After that increase, people earning all the way to $140,000 in taxable income paid less after Clinton's than before in income taxes. It's true, the "average" taxpayer paid $1,500 more in income taxes per year. But that sleight-of-hand mixes billionnaires with minimum-wage earners. The only real increase everyone paid was for the gasoline tax.
Posted by: Meteor Blades | December 15, 2005 at 05:20
Ah, but how do we show this visually when teevee won't even show the people who work the service jobs?
I remember several years ago showing my students La hora de los hornos. It included a whole bunch of UN stats about disparity of wealth in Argentina in the late 1960s.
The American students in the class (there were two from the Subcontinent, who had a different reaction) all came out of it saying, well, gosh, if one percent of the country held 40% of the wealth, I'd be that angry too.
I said, um, well...
But they couldn't, wouldn't believe it.
Posted by: emptywheel | December 15, 2005 at 08:00
Well (she says, answering her own question), maybe one very visual way of explaining this is that people making less than $15 can't afford decent housing.
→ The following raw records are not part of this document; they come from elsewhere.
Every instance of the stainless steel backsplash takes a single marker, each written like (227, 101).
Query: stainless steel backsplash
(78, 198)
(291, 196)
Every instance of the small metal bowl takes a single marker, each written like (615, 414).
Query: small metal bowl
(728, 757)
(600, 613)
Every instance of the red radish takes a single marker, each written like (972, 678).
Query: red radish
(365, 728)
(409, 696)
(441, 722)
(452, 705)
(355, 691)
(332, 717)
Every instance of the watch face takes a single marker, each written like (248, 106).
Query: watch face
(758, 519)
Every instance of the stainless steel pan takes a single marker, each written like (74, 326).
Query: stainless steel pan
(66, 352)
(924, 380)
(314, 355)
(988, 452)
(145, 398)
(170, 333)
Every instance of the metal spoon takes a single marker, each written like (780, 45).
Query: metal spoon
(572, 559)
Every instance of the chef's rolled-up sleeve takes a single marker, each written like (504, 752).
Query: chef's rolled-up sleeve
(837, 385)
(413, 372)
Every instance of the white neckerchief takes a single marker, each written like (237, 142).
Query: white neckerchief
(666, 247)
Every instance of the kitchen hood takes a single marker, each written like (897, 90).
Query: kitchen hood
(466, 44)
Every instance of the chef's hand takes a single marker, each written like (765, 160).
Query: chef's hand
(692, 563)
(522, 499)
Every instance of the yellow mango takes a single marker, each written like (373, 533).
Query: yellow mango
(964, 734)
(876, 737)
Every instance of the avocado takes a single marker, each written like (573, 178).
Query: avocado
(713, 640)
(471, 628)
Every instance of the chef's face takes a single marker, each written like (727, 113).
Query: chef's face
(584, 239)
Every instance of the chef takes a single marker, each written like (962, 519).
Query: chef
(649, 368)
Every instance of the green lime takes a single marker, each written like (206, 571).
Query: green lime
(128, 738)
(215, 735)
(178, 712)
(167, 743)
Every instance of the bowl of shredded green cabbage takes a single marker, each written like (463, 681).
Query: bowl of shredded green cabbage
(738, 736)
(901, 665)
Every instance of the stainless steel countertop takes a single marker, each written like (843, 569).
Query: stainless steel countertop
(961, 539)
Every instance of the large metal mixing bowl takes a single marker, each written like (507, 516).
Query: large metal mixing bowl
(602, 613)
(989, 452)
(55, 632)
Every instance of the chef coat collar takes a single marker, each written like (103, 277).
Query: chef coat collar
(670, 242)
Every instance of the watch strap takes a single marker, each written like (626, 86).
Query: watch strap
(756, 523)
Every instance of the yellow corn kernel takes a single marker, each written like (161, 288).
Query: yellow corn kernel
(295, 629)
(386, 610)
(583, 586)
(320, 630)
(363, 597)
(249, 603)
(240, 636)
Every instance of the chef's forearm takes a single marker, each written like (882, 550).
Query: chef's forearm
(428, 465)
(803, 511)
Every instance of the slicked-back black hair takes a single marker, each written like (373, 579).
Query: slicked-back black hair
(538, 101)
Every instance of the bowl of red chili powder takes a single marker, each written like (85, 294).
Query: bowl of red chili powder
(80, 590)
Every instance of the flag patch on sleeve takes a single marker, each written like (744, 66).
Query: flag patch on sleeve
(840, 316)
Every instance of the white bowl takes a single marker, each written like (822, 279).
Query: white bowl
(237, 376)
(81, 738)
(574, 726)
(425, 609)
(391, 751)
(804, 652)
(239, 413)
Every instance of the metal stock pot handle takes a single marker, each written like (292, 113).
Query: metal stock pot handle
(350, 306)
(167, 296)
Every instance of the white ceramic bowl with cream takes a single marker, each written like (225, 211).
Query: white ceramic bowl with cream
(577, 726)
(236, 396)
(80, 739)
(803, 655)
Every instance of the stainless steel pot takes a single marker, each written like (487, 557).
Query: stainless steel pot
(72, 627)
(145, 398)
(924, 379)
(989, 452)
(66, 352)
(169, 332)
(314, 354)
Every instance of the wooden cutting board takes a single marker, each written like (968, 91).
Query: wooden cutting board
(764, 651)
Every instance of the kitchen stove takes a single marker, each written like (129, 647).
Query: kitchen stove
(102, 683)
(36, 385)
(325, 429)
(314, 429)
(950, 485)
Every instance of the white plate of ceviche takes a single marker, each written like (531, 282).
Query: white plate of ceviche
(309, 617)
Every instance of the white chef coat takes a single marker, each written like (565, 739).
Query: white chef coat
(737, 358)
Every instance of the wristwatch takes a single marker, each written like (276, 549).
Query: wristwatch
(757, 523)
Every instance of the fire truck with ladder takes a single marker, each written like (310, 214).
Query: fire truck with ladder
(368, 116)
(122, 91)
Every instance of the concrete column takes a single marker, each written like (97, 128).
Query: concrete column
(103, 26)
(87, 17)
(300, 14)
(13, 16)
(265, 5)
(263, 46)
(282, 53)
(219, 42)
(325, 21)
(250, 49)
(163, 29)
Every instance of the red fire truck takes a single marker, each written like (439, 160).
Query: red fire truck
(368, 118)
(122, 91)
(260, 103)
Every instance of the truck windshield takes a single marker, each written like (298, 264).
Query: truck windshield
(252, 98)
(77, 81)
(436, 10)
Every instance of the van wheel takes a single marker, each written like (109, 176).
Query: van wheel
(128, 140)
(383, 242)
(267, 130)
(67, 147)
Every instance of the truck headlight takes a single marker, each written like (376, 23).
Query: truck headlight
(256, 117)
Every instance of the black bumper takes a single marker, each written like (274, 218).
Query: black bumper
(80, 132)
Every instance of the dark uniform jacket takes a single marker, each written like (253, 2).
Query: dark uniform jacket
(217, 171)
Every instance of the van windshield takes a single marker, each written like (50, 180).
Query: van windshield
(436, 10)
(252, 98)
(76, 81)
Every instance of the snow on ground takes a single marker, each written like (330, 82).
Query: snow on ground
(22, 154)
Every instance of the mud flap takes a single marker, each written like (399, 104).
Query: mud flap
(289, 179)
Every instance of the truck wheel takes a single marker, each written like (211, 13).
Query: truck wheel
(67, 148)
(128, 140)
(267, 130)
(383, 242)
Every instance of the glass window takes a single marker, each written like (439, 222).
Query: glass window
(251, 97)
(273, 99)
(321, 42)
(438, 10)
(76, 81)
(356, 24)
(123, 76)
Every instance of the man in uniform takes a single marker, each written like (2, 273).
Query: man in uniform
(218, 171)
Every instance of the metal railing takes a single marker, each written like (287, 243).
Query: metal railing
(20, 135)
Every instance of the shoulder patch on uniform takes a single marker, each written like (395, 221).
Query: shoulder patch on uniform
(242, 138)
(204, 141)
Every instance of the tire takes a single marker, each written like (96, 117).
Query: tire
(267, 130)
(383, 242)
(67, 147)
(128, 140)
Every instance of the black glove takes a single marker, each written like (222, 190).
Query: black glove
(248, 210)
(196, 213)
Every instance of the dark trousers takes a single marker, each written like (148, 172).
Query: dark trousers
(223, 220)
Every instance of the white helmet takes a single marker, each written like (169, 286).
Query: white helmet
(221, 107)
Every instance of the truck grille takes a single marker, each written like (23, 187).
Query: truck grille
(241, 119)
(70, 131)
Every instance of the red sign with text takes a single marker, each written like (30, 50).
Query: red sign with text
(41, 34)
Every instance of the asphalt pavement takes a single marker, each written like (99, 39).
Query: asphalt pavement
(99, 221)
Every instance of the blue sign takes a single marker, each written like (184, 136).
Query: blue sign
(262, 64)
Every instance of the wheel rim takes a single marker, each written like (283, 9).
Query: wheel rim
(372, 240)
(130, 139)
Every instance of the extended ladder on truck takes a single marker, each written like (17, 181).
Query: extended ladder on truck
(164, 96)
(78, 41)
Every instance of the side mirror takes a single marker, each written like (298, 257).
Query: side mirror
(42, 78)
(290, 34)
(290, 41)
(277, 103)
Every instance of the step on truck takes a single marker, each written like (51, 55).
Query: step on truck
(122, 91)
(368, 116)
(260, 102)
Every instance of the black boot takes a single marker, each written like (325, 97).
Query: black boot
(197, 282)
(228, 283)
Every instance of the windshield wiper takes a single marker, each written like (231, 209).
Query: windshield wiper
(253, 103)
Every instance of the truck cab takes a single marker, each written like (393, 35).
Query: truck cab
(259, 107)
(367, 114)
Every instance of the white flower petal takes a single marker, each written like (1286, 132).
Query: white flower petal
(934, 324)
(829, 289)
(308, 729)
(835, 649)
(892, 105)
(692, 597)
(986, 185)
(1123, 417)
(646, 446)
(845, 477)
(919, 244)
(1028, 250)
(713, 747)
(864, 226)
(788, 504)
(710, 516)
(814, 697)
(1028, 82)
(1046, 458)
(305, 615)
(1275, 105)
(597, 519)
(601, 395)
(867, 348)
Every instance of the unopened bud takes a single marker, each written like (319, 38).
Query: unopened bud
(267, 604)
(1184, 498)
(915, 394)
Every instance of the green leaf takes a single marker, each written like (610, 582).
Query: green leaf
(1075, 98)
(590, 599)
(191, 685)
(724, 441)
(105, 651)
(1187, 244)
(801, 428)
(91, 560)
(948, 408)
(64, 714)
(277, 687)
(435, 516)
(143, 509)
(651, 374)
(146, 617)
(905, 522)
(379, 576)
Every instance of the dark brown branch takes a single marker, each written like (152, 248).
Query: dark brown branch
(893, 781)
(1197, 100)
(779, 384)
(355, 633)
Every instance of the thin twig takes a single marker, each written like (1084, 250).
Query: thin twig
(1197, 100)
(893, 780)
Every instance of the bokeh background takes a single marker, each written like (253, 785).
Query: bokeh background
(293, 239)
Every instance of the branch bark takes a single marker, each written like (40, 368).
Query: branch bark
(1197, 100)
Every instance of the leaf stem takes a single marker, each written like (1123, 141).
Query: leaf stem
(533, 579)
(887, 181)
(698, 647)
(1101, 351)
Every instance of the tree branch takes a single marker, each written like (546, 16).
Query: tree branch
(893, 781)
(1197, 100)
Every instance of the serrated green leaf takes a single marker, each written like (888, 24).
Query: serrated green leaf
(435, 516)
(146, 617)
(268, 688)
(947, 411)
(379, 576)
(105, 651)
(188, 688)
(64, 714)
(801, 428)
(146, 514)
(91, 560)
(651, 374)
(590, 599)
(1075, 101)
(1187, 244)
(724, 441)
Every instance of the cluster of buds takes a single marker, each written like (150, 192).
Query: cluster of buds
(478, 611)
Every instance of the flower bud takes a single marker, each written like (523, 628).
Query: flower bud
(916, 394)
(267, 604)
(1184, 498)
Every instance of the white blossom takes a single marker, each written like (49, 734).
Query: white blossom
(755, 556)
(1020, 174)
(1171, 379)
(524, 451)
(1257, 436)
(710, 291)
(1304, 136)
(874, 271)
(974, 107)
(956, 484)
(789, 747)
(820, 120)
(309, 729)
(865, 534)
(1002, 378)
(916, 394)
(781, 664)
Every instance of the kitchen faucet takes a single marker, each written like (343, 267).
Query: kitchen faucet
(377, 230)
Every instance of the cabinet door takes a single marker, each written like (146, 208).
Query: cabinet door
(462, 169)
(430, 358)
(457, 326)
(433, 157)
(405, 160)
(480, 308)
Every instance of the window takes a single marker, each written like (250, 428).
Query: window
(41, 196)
That elementary school teachers and police officers and nurses--to say nothing of retail workers--can afford decent housing.
Posted by: emptywheel | December 15, 2005 at 09:45
And again, to help pay for this orgy of redistribution, the House passed the appropriation bill for education, labor and HHS. It cuts education programs and home heating oil subsidies. It passed 217-215, with Nancy Pelosi holding her caucus together yet again. At least there will be something for the Dems to run on, but this is an absolutely shameful performance by the Congress.